Portanto, a utilização do nome social pela empregada era necessária para garantir seu direito de personalidade, sem causar prejuízo à empresa. A jurisprudência do STF reconhece o direito à liberdade de gênero e autodeterminação sexual das pessoas trans, protegendo-as contra discriminação com base na orientação sexual.

Quanto à indenização por danos morais, considerando a condição econômica da empresa, o grau de culpa, a extensão do dano, o caráter pedagógico da medida e as condições pessoais da vítima, foi arbitrado pagamento de indenização por danos morais no valor de 25 mil reais.

O art. 2º da Declaração Universal dos Direitos Humanos garante a liberdade e a dignidade a todas as pessoas, sem distinção de qualquer espécie.
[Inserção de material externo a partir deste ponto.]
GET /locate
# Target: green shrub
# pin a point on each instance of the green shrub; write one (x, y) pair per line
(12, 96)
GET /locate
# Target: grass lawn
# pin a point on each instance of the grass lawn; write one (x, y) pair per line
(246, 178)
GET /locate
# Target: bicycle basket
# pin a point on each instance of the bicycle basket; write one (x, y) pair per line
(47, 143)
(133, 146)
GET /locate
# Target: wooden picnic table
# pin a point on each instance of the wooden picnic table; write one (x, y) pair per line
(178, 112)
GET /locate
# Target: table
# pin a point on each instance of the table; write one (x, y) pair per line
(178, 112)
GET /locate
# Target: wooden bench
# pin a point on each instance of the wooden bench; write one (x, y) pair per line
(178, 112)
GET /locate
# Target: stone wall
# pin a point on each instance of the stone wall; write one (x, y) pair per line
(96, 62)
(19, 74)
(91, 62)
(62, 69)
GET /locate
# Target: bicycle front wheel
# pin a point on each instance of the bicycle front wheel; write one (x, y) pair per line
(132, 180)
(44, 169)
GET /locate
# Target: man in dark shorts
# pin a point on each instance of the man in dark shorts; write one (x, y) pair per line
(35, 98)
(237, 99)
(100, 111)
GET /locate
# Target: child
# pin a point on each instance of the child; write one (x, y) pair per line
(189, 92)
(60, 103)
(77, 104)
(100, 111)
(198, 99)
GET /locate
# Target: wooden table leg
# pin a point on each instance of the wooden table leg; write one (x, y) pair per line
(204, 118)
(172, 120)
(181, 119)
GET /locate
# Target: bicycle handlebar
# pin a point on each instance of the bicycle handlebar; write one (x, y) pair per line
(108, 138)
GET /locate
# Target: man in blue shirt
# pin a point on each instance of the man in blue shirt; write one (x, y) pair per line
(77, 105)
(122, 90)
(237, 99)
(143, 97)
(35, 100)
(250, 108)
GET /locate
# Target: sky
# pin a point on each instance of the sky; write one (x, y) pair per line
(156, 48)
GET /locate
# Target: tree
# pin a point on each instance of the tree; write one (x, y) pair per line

Nesse sentido, o art. 5º da Constituição federal garante a igualdade perante a lei, sem discriminações por raça, sexo, cor, idade. No âmbito do trabalho, a Convenção nº 111 da Organização Internacional do Trabalho adota disposições para combater a discriminação em matéria de emprego e ocupação.

Alinhando-se à agenda internacional de direitos humanos e aos princípios constitucionais, o STF vem formulando sua jurisprudência a fim de proteger a liberdade, a igualdade e a dignidade de pessoas trans, como, por exemplo, no julgamento do RE nº 845.779/SC, no qual a Corte reconheceu a possibilidade de uma pessoa ser tratada socialmente como o sexo diverso do qual se identifica e se apresenta publicamente (Tema nº 778) e o julgamento do RE nº 670.422/RS, em que se discutiu a possibilidade de alteração de gênero no registro civil de transexual, mesmo sem a realização de procedimento cirúrgico de redesignação de sexo (Tema nº 761).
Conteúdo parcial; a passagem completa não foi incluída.